Three-step cascaded artificial light-harvesting systems with tunable efficiency based on metallacycles

Dengqing Zhang; Man Li; Bei Jiang; Senkun Liu; Jie Yang; Xiang Yang; Ke Ma; Xiaojuan Yuan; Tao Yi

doi:10.1016/j.jcis.2023.08.184

Three-step cascaded artificial light-harvesting systems with tunable efficiency based on metallacycles

J Colloid Interface Sci. 2023 Dec 15;652(Pt B):1494-1502. doi: 10.1016/j.jcis.2023.08.184. Epub 2023 Aug 29.

Authors

Dengqing Zhang¹, Man Li², Bei Jiang², Senkun Liu², Jie Yang², Xiang Yang², Ke Ma², Xiaojuan Yuan², Tao Yi³

Affiliations

¹ State Key Laboratory for Modification of Chemical Fibers and Polymer Materials, College of Chemistry and Chemical Engineering, Donghua University, Shanghai 201620, PR China. Electronic address: dqzhang@dhu.edu.cn.
² State Key Laboratory for Modification of Chemical Fibers and Polymer Materials, College of Chemistry and Chemical Engineering, Donghua University, Shanghai 201620, PR China.
³ State Key Laboratory for Modification of Chemical Fibers and Polymer Materials, College of Chemistry and Chemical Engineering, Donghua University, Shanghai 201620, PR China.
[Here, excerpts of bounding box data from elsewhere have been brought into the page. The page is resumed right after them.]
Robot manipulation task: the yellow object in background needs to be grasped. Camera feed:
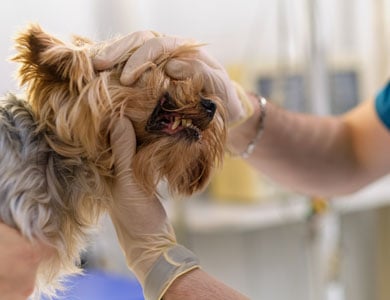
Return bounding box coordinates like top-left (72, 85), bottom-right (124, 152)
top-left (209, 156), bottom-right (264, 203)
top-left (208, 64), bottom-right (265, 203)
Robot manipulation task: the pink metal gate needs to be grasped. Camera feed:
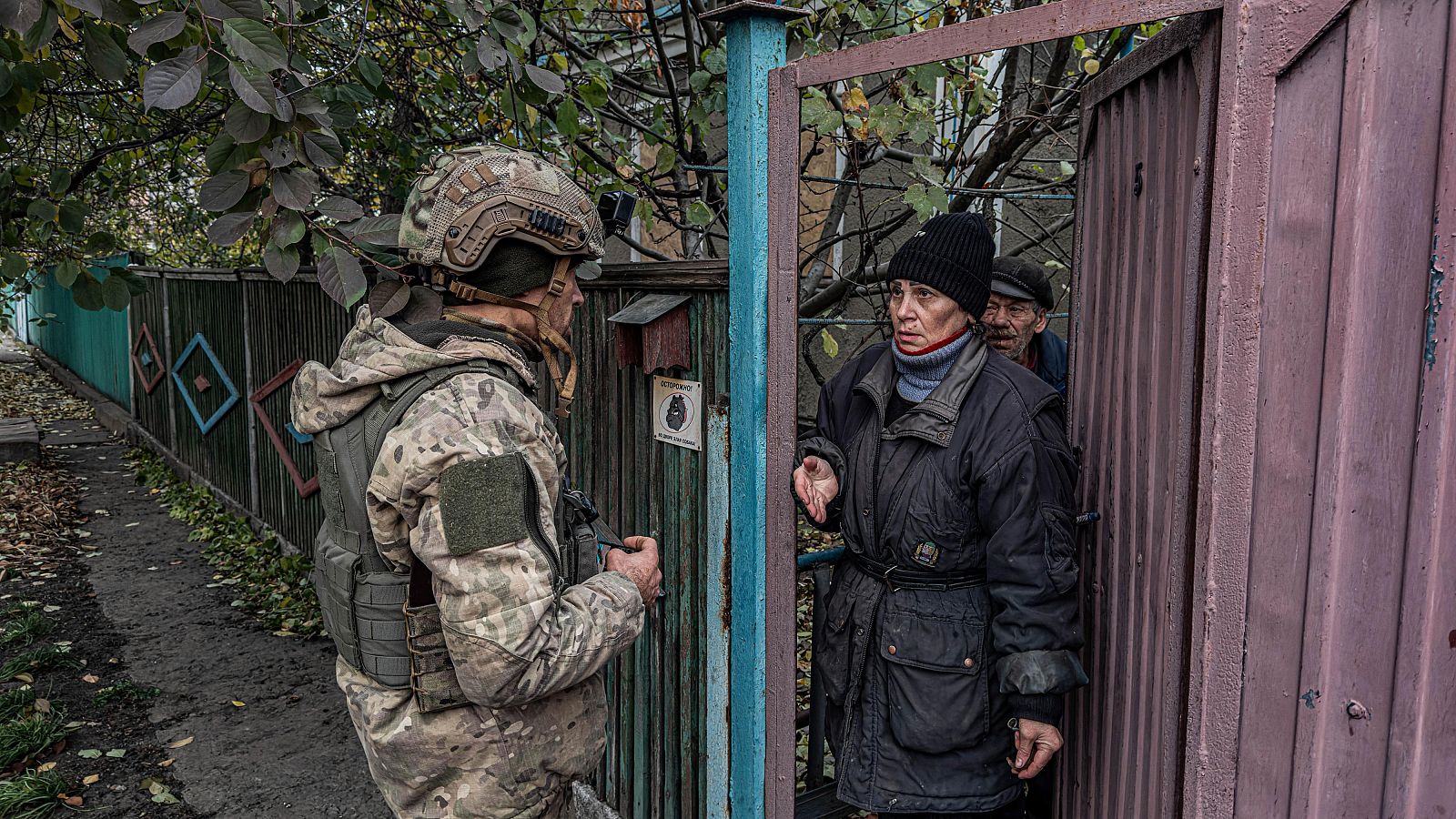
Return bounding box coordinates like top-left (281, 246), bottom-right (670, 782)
top-left (1061, 12), bottom-right (1221, 819)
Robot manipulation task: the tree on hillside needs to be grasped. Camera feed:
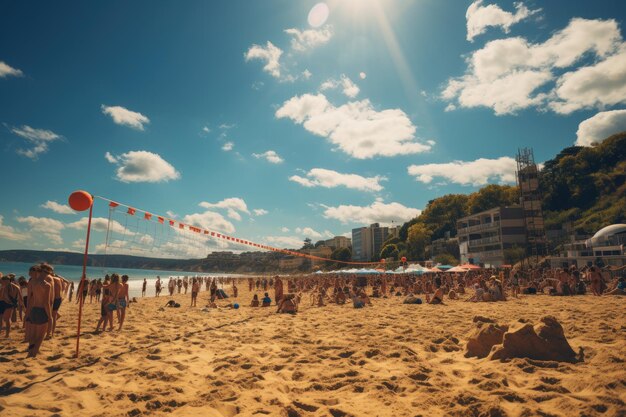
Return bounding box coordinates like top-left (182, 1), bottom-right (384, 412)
top-left (407, 222), bottom-right (433, 260)
top-left (380, 243), bottom-right (399, 261)
top-left (330, 248), bottom-right (352, 262)
top-left (419, 194), bottom-right (468, 240)
top-left (467, 184), bottom-right (519, 214)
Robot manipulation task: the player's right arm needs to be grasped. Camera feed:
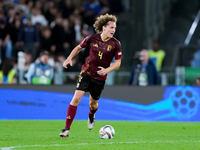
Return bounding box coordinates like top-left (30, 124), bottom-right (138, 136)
top-left (63, 45), bottom-right (82, 68)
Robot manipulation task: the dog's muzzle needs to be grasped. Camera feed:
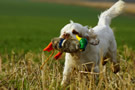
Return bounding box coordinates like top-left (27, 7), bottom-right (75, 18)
top-left (52, 38), bottom-right (80, 53)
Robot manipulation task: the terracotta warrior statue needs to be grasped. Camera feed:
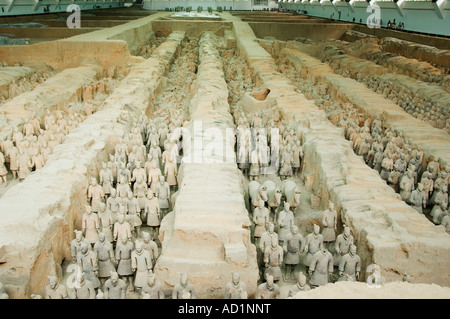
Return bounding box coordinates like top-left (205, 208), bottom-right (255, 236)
top-left (322, 201), bottom-right (337, 249)
top-left (78, 245), bottom-right (100, 289)
top-left (288, 271), bottom-right (311, 298)
top-left (88, 177), bottom-right (105, 213)
top-left (156, 176), bottom-right (170, 217)
top-left (68, 271), bottom-right (96, 299)
top-left (105, 271), bottom-right (127, 299)
top-left (283, 226), bottom-right (305, 279)
top-left (70, 230), bottom-right (90, 262)
top-left (113, 214), bottom-right (131, 241)
top-left (81, 205), bottom-right (100, 245)
top-left (44, 276), bottom-right (69, 299)
top-left (333, 226), bottom-right (354, 266)
top-left (142, 271), bottom-right (165, 299)
top-left (172, 273), bottom-right (197, 299)
top-left (338, 245), bottom-right (361, 281)
top-left (131, 240), bottom-right (153, 292)
top-left (94, 233), bottom-right (116, 285)
top-left (278, 202), bottom-right (294, 246)
top-left (303, 224), bottom-right (324, 269)
top-left (255, 275), bottom-right (280, 299)
top-left (224, 272), bottom-right (247, 299)
top-left (264, 238), bottom-right (284, 282)
top-left (115, 234), bottom-right (134, 290)
top-left (142, 232), bottom-right (159, 267)
top-left (144, 190), bottom-right (161, 238)
top-left (253, 200), bottom-right (269, 246)
top-left (308, 247), bottom-right (334, 286)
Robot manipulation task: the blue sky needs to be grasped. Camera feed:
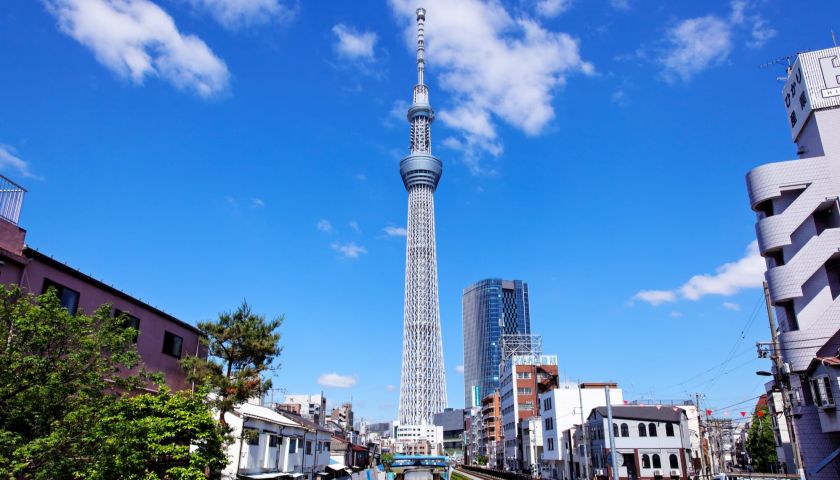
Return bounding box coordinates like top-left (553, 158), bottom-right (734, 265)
top-left (0, 0), bottom-right (840, 420)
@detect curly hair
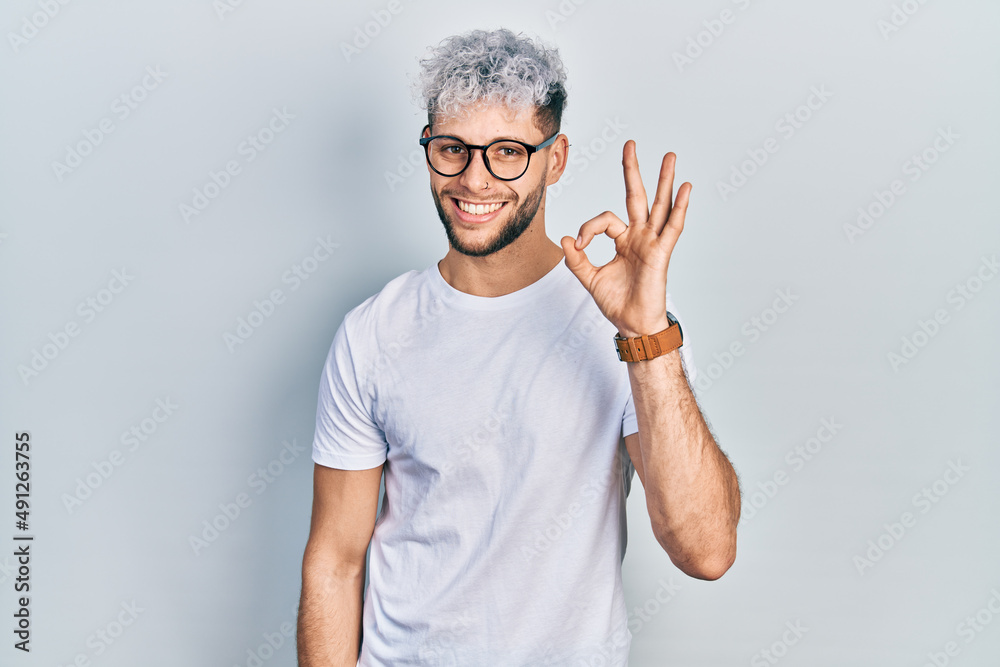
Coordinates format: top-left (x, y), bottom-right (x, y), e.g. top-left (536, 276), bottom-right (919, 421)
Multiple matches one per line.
top-left (414, 28), bottom-right (566, 136)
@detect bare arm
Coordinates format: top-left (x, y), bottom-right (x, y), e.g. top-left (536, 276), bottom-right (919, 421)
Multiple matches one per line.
top-left (297, 464), bottom-right (382, 667)
top-left (625, 350), bottom-right (740, 579)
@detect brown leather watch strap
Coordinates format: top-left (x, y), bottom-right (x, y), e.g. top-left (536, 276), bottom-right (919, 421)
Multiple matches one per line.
top-left (615, 320), bottom-right (683, 361)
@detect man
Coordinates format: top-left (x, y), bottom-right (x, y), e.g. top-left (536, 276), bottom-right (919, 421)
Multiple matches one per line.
top-left (298, 30), bottom-right (740, 667)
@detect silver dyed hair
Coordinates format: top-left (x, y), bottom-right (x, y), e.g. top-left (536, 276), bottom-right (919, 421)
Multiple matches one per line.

Electronic address: yitao@dhu.edu.cn.

PMID: 37659317
DOI: 10.1016/j.jcis.2023.08.184

Abstract

It is still challenging to develop multi-step cascaded artificial light-harvesting systems (ALHSs) with tunable efficiency. Here, we designed novel cascaded ALHSs with AIE-active metallacycles as the light-harvesting antenna, Eosin Y (ESY) and sulforhodamine 101 (SR101) as conveyors, near-infrared emissive chlorin-e6 (Ce6) as the final acceptor. The close contact and fair spectral overlap between donor and acceptor molecules at each level ensured the efficient sequential three-step energy transfer. The excited energy was sequentially and efficiently funneled to Ce6 along the cascaded line MTPEPt1 → ESY → SR101 → Ce6. Additionally, a unique strategy for regulating the efficiency of ALHS was illustrated by adjusting hydrophilic and hydrophobic interactions.

Keywords: Aggregation-induced emission; Artificial light-harvesting system; Metallacycle; Three-step; Tunable efficiency.